Deep learning pose estimation for multi-cattle lameness detection.

机构信息

School of Natural and Environmental Science, Newcastle University, Newcastle Upon Tyne, NE1 7RU, UK.

School of Engineering, Newcastle University, Newcastle Upon Tyne, NE1 7RU, UK.

出版信息

Sci Rep. 2023 Mar 18;13(1):4499. doi: 10.1038/s41598-023-31297-1.

Abstract

The objective of this study was to develop a fully automated multiple-cow real-time lameness detection system using a deep learning approach for cattle detection and pose estimation that could be deployed across dairy farms.
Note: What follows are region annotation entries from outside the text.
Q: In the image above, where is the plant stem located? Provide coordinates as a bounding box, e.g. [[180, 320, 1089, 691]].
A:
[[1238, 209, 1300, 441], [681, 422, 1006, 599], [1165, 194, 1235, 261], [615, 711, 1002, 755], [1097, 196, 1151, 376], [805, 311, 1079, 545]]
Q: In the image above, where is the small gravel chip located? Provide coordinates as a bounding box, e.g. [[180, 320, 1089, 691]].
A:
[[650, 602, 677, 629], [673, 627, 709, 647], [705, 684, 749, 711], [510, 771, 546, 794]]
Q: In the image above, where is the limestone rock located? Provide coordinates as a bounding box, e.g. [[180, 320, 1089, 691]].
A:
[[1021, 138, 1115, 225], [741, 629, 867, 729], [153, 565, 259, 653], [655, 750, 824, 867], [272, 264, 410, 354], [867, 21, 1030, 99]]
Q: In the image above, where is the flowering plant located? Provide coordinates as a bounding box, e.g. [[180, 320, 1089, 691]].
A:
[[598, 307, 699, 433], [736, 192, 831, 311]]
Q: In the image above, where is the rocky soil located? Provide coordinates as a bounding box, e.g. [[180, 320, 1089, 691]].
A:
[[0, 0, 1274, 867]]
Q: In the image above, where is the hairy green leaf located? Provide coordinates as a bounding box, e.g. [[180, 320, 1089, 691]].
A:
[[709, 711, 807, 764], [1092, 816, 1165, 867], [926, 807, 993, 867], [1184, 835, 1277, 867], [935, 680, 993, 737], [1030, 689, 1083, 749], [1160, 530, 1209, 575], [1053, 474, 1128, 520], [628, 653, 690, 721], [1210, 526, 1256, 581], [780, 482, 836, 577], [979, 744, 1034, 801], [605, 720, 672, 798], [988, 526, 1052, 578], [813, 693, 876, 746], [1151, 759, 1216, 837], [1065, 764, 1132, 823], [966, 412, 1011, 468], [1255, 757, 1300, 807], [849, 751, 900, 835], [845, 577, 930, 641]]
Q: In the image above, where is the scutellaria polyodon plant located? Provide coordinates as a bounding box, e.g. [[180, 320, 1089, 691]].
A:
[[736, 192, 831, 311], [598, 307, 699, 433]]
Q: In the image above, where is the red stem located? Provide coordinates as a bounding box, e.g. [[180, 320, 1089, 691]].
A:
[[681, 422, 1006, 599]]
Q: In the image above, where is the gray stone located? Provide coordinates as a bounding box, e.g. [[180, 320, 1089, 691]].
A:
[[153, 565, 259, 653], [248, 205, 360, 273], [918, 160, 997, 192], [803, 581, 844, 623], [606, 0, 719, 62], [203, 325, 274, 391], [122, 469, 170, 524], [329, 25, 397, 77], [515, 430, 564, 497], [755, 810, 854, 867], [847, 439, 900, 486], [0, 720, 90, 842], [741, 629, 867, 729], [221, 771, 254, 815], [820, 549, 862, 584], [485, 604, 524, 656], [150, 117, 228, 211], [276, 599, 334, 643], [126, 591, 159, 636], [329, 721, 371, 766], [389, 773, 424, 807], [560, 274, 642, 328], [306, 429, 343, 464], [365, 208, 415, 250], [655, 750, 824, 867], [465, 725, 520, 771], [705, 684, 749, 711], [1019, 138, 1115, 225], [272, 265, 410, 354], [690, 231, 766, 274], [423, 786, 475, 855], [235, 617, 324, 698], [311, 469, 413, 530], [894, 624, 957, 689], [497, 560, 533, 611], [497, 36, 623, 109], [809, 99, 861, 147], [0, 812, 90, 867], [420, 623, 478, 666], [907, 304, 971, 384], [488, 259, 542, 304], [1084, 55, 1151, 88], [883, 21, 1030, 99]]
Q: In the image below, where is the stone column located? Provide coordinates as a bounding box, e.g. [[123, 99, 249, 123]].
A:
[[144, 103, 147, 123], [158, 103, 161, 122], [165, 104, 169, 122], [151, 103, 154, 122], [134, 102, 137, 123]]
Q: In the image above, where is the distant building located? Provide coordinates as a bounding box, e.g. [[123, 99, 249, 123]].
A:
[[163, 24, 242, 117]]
Utilising computer vision and deep learning, the system can analyse simultaneously both the posture and gait of each cow within a camera field of view to a very high degree of accuracy (94-100%). Twenty-five video sequences containing 250 cows in varying degrees of lameness were recorded and independently scored by three accredited Agriculture and Horticulture Development Board (AHDB) mobility scorers using the AHDB dairy mobility scoring system to provide ground truth lameness data. These observers showed significant inter-observer reliability. Video sequences were broken down into their constituent frames and with a further 500 images downloaded from google, annotated with 15 anatomical points for each animal. A modified Mask-RCNN estimated the pose of each cow to output 5 key-points to determine back arching and 2 key-points to determine head position. Using the SORT (simple, online, and real-time tracking) algorithm, cows were tracked as they move through frames of the video sequence (i.e., in moving animals). All the features were combined using the CatBoost gradient boosting algorithm with accuracy being determined using threefold cross-validation including recursive feature elimination. Precision was assessed using Cohen's kappa coefficient and assessments of precision and recall. This methodology was applied to cows with varying degrees of lameness (according to accredited scoring, n = 3) and demonstrated that some characteristics directly associated with lameness could be monitored simultaneously. By combining the algorithm results over time, more robust evaluation of individual cow lameness was obtained. The model showed high performance for predicting and matching the ground truth lameness data with the outputs of the algorithm. Overall, threefold lameness detection accuracy of 100% and a lameness severity classification accuracy of 94% respectively was achieved with a high degree of precision (Cohen's kappa = 0.8782, precision = 0.8650 and recall = 0.9209).

摘要

本研究旨在开发一种完全自动化的多牛实时跛行检测系统,采用深度学习方法进行牛检测和姿势估计,可在奶牛场中部署。该系统利用计算机视觉和深度学习技术,可以非常高的精度(94-100%)同时分析相机视场中每头牛的姿势和步态。记录了包含 250 头不同跛行程度的奶牛的 25 个视频序列,并由三名经过认可的农业和园艺发展局(AHDB)流动性评估员使用 AHDB 奶牛流动性评分系统对每个视频序列进行独立评分,提供跛行数据的真实性。这些观察者表现出了显著的观察者间可靠性。将视频序列分解为其组成的帧,并从谷歌下载了另外 500 张图像,为每只动物标注了 15 个解剖点。修改后的 Mask-RCNN 估计每头奶牛的姿势,输出 5 个关键点来确定背部拱起,2 个关键点来确定头部位置。使用 SORT(简单、在线和实时跟踪)算法,当奶牛在视频序列的帧中移动时对其进行跟踪(即,在移动的动物中)。使用 CatBoost 梯度提升算法结合所有特征,使用三分交叉验证包括递归特征消除来确定准确性。使用 Cohen 的 kappa 系数评估精度,并评估精度和召回率。该方法应用于不同跛行程度的奶牛(根据认可的评分,n=3),结果表明可以同时监测一些与跛行直接相关的特征。通过随时间合并算法结果,获得了对个体奶牛跛行更稳健的评估。该模型在预测和匹配算法输出与真实跛行数据方面表现出了很高的性能。总体而言,实现了 100%的三分跛行检测准确率和 94%的跛行严重程度分类准确率,具有很高的精度(Cohen 的 kappa=0.8782,精度=0.8650,召回率=0.9209)。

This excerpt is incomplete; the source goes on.